In US Film Schools, prefaced with an equally knowledgeable piece that provides essential foregrounding by Oren Moverman (who assumes interview duties for this section), an American perspective is sought. Writer-director Lodge Kerrigan (Clean, Shaven (1993) and Claire Dolan (2000)) is characteristically pensive and intelligent, as is editor Jay Rabinowitz, Jim Jarmusch's longtime collaborator. Perhaps most interestingly, the dialogue with Rabinowitz leads to an interesting debate as to what structurally constitutes the term 'film school'. Fans of Hal Hartley will be pleased to see the involvement of his regular DoP Michael Spiller who proves himself to be a companionable raconteur and an intelligent historian of the cinematographer's art.
Best of all the participants however is Danny Fisher, a producer and graduate of Harpur College and a former student of the legendary Nicholas Ray. Fisher provides a moving reminiscence of his time studying under Ray and his subsequent work with Ray on the prophetic We Can't Go Home Again (1976). The chapter also tantalisingly reveals Fisher's plans for a feature film about the lifer of Ray, provisionally titled Interrupted. Approaching the US section of the book I initially expected to find less of interest, but in fact it acted to contextualise the film school situation in the UK, revealing pertinent details regarding state funding and institutional and creative sensibilities.

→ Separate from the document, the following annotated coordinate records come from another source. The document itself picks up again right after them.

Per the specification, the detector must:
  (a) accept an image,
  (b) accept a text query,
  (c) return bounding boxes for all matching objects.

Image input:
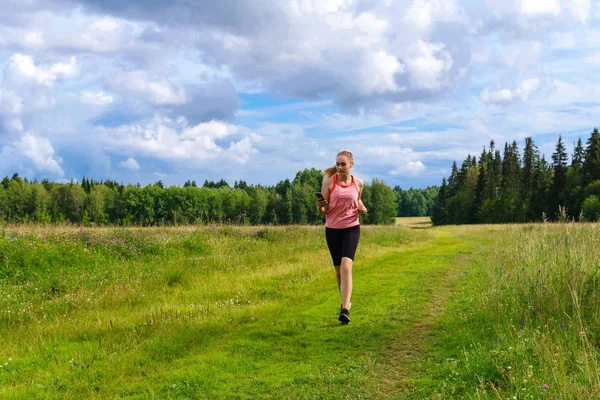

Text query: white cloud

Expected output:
[565,0,592,24]
[390,161,426,176]
[405,0,465,29]
[96,118,258,167]
[407,40,453,90]
[8,54,79,87]
[519,0,561,16]
[15,133,64,176]
[119,157,140,171]
[79,90,114,105]
[112,70,188,105]
[4,118,23,132]
[480,78,540,103]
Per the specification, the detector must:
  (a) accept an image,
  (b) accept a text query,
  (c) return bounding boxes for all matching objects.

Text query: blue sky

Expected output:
[0,0,600,188]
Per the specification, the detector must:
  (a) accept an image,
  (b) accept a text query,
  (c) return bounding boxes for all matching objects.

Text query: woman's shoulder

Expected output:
[354,177,365,188]
[323,175,335,185]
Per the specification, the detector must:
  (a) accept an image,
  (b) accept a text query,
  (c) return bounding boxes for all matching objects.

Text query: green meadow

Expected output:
[0,218,600,399]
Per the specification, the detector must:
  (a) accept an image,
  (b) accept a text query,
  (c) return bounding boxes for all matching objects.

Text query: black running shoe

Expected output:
[338,308,350,325]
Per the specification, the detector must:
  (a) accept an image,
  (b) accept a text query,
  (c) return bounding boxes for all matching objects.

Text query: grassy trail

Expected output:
[370,225,487,398]
[0,224,496,399]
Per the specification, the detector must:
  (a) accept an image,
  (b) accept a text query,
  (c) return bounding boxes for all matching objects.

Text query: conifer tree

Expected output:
[582,128,600,185]
[431,178,447,225]
[549,135,568,217]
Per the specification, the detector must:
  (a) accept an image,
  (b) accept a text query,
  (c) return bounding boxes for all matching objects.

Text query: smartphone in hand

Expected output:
[315,192,327,204]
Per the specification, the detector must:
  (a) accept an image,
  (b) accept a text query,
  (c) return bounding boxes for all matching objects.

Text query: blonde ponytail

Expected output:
[323,150,354,178]
[323,165,337,178]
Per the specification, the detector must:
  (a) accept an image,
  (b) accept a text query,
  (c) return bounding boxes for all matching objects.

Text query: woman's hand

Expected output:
[317,200,329,215]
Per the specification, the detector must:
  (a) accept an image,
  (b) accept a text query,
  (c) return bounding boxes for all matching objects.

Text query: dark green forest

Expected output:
[0,168,437,226]
[431,128,600,225]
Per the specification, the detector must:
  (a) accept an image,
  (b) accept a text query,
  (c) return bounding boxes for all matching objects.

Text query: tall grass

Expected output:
[413,224,600,399]
[0,226,427,399]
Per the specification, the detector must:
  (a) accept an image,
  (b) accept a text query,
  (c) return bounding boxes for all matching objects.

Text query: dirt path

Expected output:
[373,229,482,399]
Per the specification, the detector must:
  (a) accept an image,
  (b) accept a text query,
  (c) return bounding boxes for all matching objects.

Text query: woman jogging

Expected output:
[317,150,367,324]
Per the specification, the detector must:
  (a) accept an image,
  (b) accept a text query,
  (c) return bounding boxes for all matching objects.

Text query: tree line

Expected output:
[0,168,408,226]
[394,186,439,217]
[431,128,600,225]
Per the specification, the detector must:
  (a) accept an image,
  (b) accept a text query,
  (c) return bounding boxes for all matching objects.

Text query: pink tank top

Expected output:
[325,174,359,229]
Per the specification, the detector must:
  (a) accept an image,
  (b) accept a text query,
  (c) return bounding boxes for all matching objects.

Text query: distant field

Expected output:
[0,223,600,399]
[396,217,431,228]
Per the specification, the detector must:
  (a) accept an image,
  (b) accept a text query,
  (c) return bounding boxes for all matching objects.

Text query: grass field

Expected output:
[0,219,600,399]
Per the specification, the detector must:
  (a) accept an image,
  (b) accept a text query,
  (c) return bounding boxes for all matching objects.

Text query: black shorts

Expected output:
[325,225,360,267]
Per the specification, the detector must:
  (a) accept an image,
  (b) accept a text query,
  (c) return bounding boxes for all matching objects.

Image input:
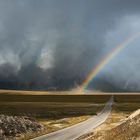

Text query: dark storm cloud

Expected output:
[0,0,140,91]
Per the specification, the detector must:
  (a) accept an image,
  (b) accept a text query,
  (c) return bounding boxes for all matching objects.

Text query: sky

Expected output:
[0,0,140,92]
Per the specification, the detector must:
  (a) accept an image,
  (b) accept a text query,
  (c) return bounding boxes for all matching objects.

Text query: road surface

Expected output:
[32,97,113,140]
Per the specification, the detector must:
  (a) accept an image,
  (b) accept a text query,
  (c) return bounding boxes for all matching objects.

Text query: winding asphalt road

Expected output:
[32,96,113,140]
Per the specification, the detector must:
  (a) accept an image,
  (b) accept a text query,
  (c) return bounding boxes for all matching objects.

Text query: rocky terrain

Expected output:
[0,115,44,140]
[87,109,140,140]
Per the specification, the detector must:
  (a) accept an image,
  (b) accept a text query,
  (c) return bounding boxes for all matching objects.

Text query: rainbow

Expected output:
[80,33,140,92]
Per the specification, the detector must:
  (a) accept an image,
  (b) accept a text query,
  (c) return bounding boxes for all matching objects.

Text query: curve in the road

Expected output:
[32,96,113,140]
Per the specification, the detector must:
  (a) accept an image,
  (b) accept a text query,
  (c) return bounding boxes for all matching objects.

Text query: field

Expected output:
[0,90,140,139]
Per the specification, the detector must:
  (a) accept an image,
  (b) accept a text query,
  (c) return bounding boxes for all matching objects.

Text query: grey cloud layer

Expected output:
[0,0,140,91]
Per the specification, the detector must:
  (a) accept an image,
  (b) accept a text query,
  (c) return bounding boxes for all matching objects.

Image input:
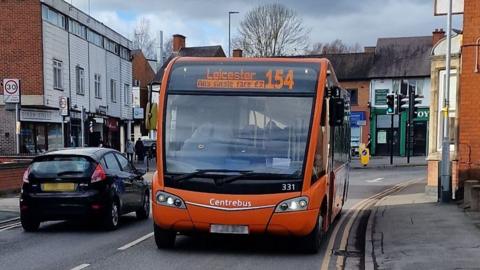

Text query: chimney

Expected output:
[233,49,243,57]
[432,28,445,46]
[363,46,377,53]
[173,34,185,53]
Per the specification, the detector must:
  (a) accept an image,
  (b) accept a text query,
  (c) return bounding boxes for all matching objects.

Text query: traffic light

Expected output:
[387,94,395,114]
[412,94,423,118]
[397,94,408,113]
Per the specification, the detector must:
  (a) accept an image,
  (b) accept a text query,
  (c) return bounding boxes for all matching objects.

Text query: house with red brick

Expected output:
[453,0,480,186]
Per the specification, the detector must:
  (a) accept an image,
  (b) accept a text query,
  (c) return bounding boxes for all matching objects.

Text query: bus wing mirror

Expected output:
[329,97,345,127]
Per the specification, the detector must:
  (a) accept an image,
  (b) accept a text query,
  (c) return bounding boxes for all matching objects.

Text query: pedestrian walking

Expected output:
[126,139,135,162]
[135,138,145,162]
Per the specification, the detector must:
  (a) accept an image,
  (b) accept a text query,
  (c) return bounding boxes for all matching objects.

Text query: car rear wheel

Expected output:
[20,214,40,232]
[103,200,120,230]
[135,192,150,220]
[300,216,325,254]
[153,223,177,249]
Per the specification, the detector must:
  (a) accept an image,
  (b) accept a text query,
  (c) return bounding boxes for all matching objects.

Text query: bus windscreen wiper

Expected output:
[215,171,298,185]
[172,169,255,182]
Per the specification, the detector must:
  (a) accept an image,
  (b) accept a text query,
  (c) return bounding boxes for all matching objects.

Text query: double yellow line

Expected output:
[320,179,423,270]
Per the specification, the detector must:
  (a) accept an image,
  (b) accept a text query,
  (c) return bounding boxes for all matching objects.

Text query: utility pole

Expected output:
[440,0,452,203]
[228,11,239,57]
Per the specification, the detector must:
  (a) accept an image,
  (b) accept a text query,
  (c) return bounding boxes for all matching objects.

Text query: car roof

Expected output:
[35,147,118,161]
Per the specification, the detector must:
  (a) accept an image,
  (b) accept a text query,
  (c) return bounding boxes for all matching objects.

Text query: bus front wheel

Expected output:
[153,223,177,249]
[300,216,325,254]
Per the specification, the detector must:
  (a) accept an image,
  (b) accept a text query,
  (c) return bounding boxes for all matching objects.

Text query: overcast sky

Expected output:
[67,0,461,53]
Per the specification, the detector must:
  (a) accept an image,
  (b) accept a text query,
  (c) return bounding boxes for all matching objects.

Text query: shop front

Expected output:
[20,108,64,154]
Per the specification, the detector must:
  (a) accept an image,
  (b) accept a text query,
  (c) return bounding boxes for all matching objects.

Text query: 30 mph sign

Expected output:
[3,79,20,103]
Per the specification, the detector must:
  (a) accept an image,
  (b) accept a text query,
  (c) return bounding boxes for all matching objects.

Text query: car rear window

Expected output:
[30,156,94,178]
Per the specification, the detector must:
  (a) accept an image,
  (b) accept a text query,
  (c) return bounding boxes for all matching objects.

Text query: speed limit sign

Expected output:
[3,79,20,103]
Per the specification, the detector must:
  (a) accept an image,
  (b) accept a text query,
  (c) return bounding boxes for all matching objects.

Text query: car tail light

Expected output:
[91,164,107,183]
[23,167,30,183]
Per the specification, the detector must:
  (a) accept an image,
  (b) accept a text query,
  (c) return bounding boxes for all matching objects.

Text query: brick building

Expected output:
[0,0,132,154]
[453,0,480,180]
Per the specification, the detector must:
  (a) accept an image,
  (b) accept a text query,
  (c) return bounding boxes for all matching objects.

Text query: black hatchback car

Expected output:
[20,148,150,231]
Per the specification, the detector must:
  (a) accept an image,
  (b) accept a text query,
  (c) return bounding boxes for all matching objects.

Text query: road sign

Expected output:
[3,79,20,103]
[58,97,70,116]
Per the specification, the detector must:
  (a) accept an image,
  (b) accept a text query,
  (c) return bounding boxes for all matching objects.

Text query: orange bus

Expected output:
[152,57,350,252]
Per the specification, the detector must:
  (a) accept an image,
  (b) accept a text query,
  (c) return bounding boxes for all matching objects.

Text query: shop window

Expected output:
[53,59,63,90]
[110,80,117,103]
[123,84,130,105]
[75,66,85,95]
[348,89,358,105]
[94,74,102,99]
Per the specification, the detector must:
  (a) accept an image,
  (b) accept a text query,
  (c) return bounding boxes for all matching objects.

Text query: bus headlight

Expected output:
[275,197,308,213]
[155,191,186,208]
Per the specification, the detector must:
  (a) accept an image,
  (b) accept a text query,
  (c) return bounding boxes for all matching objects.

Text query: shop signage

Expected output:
[95,106,107,115]
[375,89,389,106]
[3,79,20,103]
[350,112,366,127]
[20,109,62,123]
[107,118,118,131]
[133,108,143,119]
[132,86,140,108]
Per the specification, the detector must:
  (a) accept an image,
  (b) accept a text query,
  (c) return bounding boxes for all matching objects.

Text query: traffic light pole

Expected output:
[440,0,452,203]
[390,114,395,165]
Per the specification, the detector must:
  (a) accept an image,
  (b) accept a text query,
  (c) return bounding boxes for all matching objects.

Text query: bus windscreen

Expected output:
[168,62,320,94]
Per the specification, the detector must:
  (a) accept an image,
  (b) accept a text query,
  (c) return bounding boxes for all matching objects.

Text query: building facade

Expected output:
[453,0,480,186]
[132,50,155,140]
[426,34,462,194]
[370,36,433,156]
[0,0,132,154]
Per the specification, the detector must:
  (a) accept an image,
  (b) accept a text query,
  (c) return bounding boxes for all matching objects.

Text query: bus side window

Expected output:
[312,103,328,184]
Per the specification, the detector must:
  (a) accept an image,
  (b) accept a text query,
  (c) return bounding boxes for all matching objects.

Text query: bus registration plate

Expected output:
[210,224,248,234]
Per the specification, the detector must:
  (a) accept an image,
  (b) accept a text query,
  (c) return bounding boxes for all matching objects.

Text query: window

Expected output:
[53,59,63,90]
[94,74,102,99]
[104,38,120,55]
[104,154,121,171]
[348,89,358,105]
[87,29,103,47]
[120,47,130,61]
[76,66,85,95]
[42,6,66,29]
[123,84,130,105]
[69,20,87,39]
[110,80,117,102]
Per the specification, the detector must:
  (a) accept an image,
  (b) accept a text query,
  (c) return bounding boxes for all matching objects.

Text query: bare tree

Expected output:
[133,17,156,59]
[233,4,309,57]
[307,39,362,54]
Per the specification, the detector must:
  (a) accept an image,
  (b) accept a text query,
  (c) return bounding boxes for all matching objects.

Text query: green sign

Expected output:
[375,89,389,106]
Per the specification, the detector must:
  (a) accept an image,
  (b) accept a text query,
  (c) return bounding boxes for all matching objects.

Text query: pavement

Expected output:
[351,156,427,169]
[365,182,480,269]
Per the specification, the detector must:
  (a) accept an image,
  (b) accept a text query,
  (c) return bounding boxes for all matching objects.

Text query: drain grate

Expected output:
[333,249,363,257]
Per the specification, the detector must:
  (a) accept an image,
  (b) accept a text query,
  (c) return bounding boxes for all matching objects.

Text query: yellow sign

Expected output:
[358,143,370,166]
[197,69,295,90]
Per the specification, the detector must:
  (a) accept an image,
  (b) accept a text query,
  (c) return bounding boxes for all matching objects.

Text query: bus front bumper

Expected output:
[152,202,319,236]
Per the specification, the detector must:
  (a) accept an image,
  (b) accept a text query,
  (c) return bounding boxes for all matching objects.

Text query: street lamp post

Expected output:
[440,0,454,202]
[228,11,239,57]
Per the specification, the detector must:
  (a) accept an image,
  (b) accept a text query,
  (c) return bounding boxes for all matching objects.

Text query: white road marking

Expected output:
[367,178,383,183]
[70,263,90,270]
[118,232,153,250]
[0,222,22,232]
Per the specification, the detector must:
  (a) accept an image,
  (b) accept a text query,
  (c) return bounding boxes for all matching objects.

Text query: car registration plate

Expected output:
[210,224,249,234]
[42,183,75,192]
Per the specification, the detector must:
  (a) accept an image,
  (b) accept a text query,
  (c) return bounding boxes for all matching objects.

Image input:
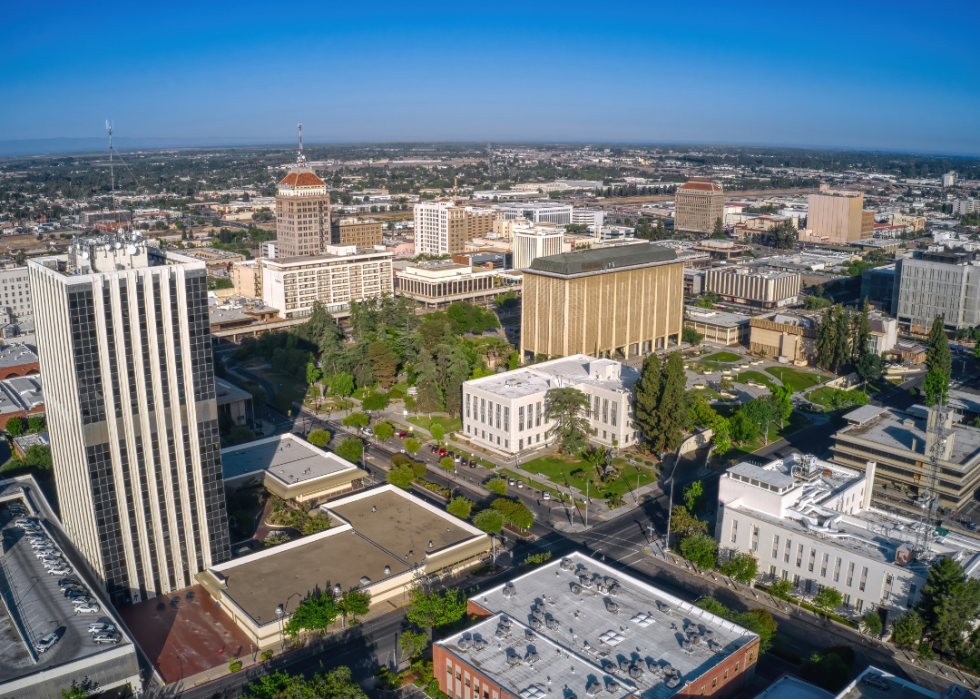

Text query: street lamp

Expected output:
[276,604,286,653]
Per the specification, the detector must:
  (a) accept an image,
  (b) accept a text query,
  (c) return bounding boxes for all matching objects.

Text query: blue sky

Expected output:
[7,0,980,155]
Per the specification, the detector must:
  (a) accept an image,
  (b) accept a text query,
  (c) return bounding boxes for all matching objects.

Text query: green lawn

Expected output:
[521,454,656,499]
[766,366,827,393]
[701,352,742,363]
[714,410,810,463]
[408,415,463,434]
[732,371,775,389]
[250,369,309,412]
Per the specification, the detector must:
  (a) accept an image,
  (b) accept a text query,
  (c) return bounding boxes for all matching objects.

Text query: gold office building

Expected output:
[521,243,684,359]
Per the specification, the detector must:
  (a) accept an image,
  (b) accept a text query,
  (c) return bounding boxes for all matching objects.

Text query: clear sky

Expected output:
[7,0,980,155]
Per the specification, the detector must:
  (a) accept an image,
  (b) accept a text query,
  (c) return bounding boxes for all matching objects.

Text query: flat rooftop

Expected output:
[221,434,357,485]
[460,552,758,699]
[322,488,482,565]
[212,527,410,625]
[837,406,980,466]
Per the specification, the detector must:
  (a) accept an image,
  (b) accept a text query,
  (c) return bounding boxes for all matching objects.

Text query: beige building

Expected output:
[415,199,496,255]
[674,177,725,233]
[229,260,262,299]
[396,260,506,308]
[749,311,821,365]
[28,234,231,606]
[511,225,565,269]
[197,486,491,648]
[276,165,330,257]
[684,306,750,347]
[330,217,384,249]
[800,185,874,245]
[704,266,801,308]
[521,243,684,359]
[262,245,393,318]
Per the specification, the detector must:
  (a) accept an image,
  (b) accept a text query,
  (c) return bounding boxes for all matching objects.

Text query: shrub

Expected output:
[306,430,330,447]
[473,508,504,534]
[491,498,534,529]
[334,437,364,463]
[484,478,507,495]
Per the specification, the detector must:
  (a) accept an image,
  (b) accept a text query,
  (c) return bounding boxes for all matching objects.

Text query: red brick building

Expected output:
[433,553,759,699]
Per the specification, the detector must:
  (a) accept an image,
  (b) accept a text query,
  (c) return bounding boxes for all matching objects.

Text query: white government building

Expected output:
[463,354,640,455]
[715,454,980,622]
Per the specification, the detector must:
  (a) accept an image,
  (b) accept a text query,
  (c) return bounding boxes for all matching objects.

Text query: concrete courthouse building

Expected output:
[521,243,684,359]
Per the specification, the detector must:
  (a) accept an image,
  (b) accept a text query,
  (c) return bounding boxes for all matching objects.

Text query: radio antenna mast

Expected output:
[105,119,118,231]
[296,124,306,167]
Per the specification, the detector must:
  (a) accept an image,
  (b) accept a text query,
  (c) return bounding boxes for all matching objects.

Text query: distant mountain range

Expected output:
[0,136,284,158]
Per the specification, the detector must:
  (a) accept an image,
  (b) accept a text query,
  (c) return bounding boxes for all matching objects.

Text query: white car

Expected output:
[34,631,59,653]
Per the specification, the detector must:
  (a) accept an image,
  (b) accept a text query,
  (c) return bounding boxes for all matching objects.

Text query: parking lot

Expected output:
[0,507,120,682]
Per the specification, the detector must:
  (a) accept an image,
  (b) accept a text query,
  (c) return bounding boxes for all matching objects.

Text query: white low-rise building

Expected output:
[463,354,640,455]
[715,454,980,621]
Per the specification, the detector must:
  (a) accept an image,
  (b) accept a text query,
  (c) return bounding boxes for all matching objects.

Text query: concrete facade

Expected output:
[521,244,684,359]
[28,235,230,605]
[674,177,725,233]
[462,354,639,455]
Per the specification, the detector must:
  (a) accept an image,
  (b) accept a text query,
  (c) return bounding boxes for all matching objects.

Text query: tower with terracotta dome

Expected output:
[276,124,330,257]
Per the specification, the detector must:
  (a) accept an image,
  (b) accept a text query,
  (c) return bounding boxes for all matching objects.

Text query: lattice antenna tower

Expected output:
[296,124,306,167]
[105,119,119,229]
[915,396,952,552]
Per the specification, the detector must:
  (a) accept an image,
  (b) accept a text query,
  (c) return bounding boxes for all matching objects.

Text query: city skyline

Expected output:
[7,2,980,156]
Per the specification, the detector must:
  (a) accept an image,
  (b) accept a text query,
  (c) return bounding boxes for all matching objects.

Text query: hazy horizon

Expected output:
[0,0,980,157]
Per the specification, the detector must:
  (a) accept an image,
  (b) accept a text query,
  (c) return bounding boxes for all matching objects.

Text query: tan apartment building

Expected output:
[330,217,384,249]
[262,245,393,318]
[674,177,725,233]
[521,243,684,359]
[704,267,801,308]
[800,185,874,245]
[229,260,262,299]
[749,311,821,365]
[415,199,495,255]
[276,168,330,257]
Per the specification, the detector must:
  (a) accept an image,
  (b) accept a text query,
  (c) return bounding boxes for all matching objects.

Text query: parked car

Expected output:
[34,631,60,653]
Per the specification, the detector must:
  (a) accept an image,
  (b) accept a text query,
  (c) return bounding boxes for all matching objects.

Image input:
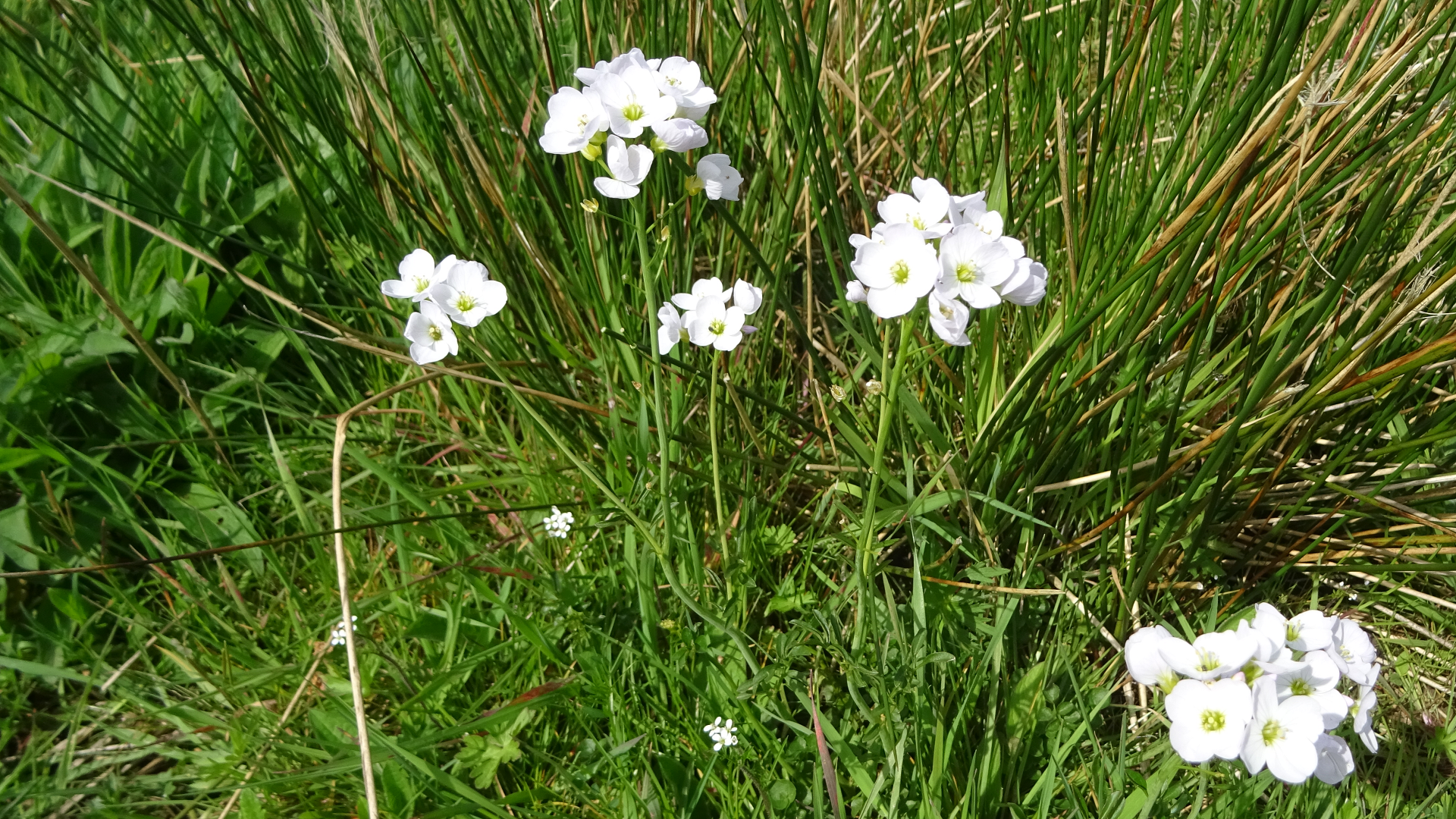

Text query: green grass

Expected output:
[0,0,1456,819]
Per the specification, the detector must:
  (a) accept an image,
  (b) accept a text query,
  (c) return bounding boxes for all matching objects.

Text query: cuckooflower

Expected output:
[698,153,742,202]
[1241,676,1323,786]
[1122,625,1178,694]
[850,223,937,319]
[880,177,951,239]
[592,134,652,199]
[687,299,742,353]
[652,117,708,153]
[538,87,607,153]
[940,226,1016,310]
[378,248,456,302]
[1165,673,1254,764]
[1315,733,1356,786]
[733,278,763,316]
[429,262,507,326]
[592,65,677,139]
[1157,631,1255,679]
[405,302,460,364]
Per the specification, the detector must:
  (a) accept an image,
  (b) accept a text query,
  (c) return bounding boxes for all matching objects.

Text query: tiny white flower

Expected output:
[592,65,677,139]
[1165,673,1254,764]
[652,117,708,153]
[378,248,456,302]
[592,134,652,199]
[1157,631,1257,676]
[698,153,742,202]
[878,177,951,239]
[733,278,763,316]
[1351,685,1380,754]
[405,302,460,364]
[1315,733,1356,786]
[1122,625,1178,694]
[1241,676,1323,786]
[673,275,734,310]
[429,261,507,326]
[927,290,971,347]
[850,223,939,319]
[687,299,742,353]
[538,87,607,155]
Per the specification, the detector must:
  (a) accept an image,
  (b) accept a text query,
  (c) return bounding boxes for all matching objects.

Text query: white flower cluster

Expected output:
[329,615,359,645]
[845,177,1046,345]
[541,506,576,538]
[538,48,742,201]
[703,717,738,751]
[378,249,507,364]
[1125,604,1380,786]
[657,275,763,356]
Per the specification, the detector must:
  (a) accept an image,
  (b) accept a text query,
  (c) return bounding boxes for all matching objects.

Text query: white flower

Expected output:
[1242,676,1323,786]
[687,299,742,353]
[927,290,971,347]
[429,262,507,326]
[541,506,576,538]
[939,226,1016,310]
[652,117,708,153]
[1325,618,1379,685]
[1351,685,1380,754]
[1315,733,1356,786]
[673,275,734,310]
[878,177,951,239]
[1124,623,1178,694]
[1157,631,1257,676]
[538,87,607,153]
[592,134,652,199]
[1284,609,1335,651]
[1166,676,1254,764]
[405,302,460,364]
[657,57,718,121]
[592,65,677,139]
[378,248,456,302]
[657,302,693,356]
[850,223,939,319]
[733,278,763,316]
[698,153,742,202]
[703,717,738,752]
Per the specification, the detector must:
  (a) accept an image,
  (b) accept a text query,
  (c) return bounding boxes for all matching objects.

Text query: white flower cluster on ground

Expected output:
[657,275,763,356]
[329,615,359,645]
[538,48,742,201]
[378,248,507,364]
[703,717,738,751]
[1125,604,1380,786]
[845,177,1046,340]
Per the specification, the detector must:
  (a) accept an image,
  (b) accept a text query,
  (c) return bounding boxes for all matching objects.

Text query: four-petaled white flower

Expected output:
[1166,676,1254,764]
[703,717,738,752]
[850,223,939,319]
[1226,676,1325,786]
[378,248,456,302]
[541,506,576,538]
[698,153,742,202]
[687,299,744,353]
[878,177,951,239]
[429,261,507,326]
[592,134,652,199]
[538,87,607,153]
[405,302,460,364]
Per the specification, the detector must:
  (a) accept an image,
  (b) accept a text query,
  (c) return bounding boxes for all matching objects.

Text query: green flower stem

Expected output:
[853,315,913,648]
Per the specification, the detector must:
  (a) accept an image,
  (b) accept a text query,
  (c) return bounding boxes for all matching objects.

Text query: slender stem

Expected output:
[708,351,733,582]
[853,316,913,648]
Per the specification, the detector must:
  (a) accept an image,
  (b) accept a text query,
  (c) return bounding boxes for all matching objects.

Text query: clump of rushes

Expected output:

Projections 12 also includes profile/interviews with Walter Salles, Pawel Pawlikowski, François Ozon and Bruno Dumont, four acclaimed contemporary directors (it's interesting to learn those that did and did not attend film school) with contrasting styles and approaches to the art of direction) and new fiction from Ethan Hawke. Wim Wenders' poetic tribute to the late Henri Alakan acts as a fitting conclusion to a varied, esoteric collection that really should find a place amongst the collection of any self-respecting cineaste or anyone contemplating attending film school.